Population genetic analysis in P. oryzae
To detect genetic lineages within the 46 P. oryzae isolates for
which we had full-genome information, we combined these data with 48
worldwide rice-infecting P. oryzae genomes published by
(Gladieux et al.,
2018). In Gladieux’s study, six rice-infecting lineages were described,
two of which (lineages 5 and 6) being represented by one isolate each.

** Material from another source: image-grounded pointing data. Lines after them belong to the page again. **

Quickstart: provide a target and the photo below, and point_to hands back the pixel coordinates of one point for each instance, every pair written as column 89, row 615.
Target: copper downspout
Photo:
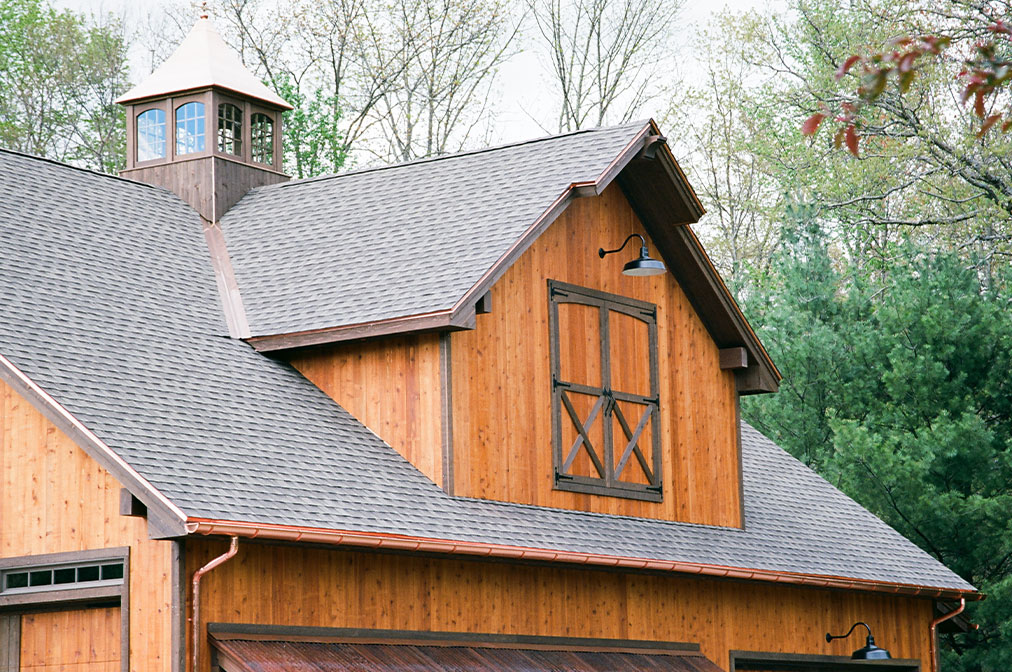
column 221, row 560
column 423, row 544
column 933, row 632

Since then, two studies based on larger sets of fully sequenced and/or
genome-wide genotyped isolates
(Latorre et al., 2020;
Thierry et al., 2021) showed that lineages 5 and 6 are in fact part of
lineage 1. We used the phylogenetic network approach neighbor-net as
implemented in Splitstree 4.13
(Bryant & Moulton,
2004). This allowed visualizing evolutionary relationships, while taking
into account the possibility of recombination within or between
lineages. We also assessed the genealogical relationships among the 46
YYT fully-sequenced P. oryzae isolates by analyzing
pseudo-assembled genomic sequences (i.e. genomic sequences generated
from the table of SNPs and reference sequences) with RAxML
(Stamatakis, 2014). We
used the General Time-Reversible model of nucleotide substitution with
the Γ model of rate heterogeneity, and performed 100 bootstrap
replicates to assess branch support. To assess the population
subdivision among the genomic data of 46 P. oryzae isolates, sNMF
analyses were performed by generating GenLight object in R-statistical
environment. To assess population subdivision without consideringa priori information about the origin of samples, and without
assuming random-mating, discriminant analyses of principal components
(DAPC) were conducted on the microsatellite data for the 512 YYT and 45
worldwide isolates. DAPC analyses were done using the Adegenet
package in R (Jombart,
Devillard, & Balloux, 2010), by varying the number of inferred genetic
clusters (K) from 2 to 10.
For microsatellite data, a distance-based neighbour-joining tree was
generated with Population
(Langella, 2008), and
within-population diversity and linkage equilibrium parameters were
estimated using Poppr package in R-environment
(Kamvar, Tabima, &
Grünwald, 2014). Nucleotidic diversity (π) within lineages identified
using full-genome sequencing data was estimated using the package
Egglib 3.0.0b10
(De Mita & Siol,
2012) and divergence among lineages was estimated in 10kb windows using
the dxy statistic as implemented in the scikit-allel
(https://zenodo.org/record/4759368#.YW1duxBBzwQ). LD decay along the
genome was assessed within each genetic lineage using PopLDdecay
(Zhang, Dong, Xu, He,
& Yang, 2019). We determined the mating type of each resequenced
isolate using a BLAST search of Mat1 and Mat2 idiomorphs sequences
within each genome assembled de novo using ABySS 2.0 with default
parameters (Jackman et
al., 2017). The ancestral relationship and admixture among the YYT and
worldwide lineages were assessed with Treemix
(Pickrell &
Pritchard, 2012), assuming various admixture events. The input files
were extracted from the vcf file through in-house scripts, while the
results were plotted in R through the script provided with the software.